From 1192 to 213 GPUs for Alibaba Cloud’s Model Studio
To evaluate Aegaeon, Alibaba chose a two-node setup with 8 GPUs per node (H80-80), 2 TB of DRAM (DDR5), and 192 Xeon Platinum 8469C CPUs. They ran LLMs from several families (Qwen, Llama, InternLM, Yi, etc., predominantly 6 to 14 billion parameters) on the ShareGPT dataset and two “augmented” variants (longer inputs and outputs). The comparison was conducted against MuxServer and ServerlessLLM, two solutions that adopt respectively multiplexing and autoscaling.
Illustrating the limits of multiplexing, MuxServer consistently refused to place more than 2 models per GPU, due to VRAM shortage.

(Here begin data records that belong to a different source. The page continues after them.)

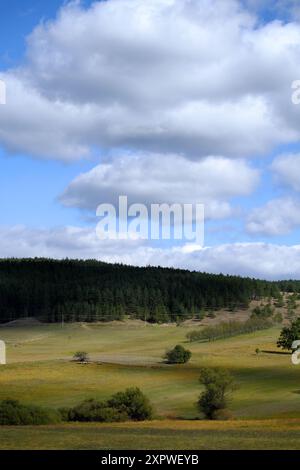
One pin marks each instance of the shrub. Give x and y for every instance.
(134, 403)
(93, 410)
(81, 356)
(218, 383)
(13, 413)
(221, 415)
(227, 329)
(123, 406)
(178, 355)
(288, 335)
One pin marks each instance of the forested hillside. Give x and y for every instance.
(90, 290)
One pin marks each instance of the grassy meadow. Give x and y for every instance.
(265, 405)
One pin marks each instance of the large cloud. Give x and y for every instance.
(287, 170)
(277, 217)
(250, 259)
(158, 178)
(197, 77)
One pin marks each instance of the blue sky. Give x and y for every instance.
(106, 98)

At a rate of 0.1 requests per second, Aegaeon sustains useful throughput twice that of ServerlessLLM. It handles up to 70 models with 10 decoding instances. ServerlessLLM suffers from long wait times. ServerlessLLM+ (an ad hoc implementation adding a Shortest Job First scheduling based on an oracle informed by output lengths) mitigates the effect, but performance inevitably degrades as more models are active.
At 0.5 requests/s, the gap in useful throughput is 2.5 compared to ServerlessLLM.

This gap persists on the “augmented” datasets. And, albeit to a lesser extent, with stricter SLOs that leave less room for pooling. This is also observed on hardware-constrained configurations (for example, a node with 4 A10 GPUs). For Alibaba, this is evidence that Aegaeon could be applicable to a wide range of workloads.

The system has been powering Alibaba Cloud’s Model Studio for several months. It runs on a multi-region cluster of 213 H20 GPUs serving 47 models from 1.8 to 72 billion parameters. These models were originally served by 1192 H20 GPUs. The fleet has thus shrunk by 82%.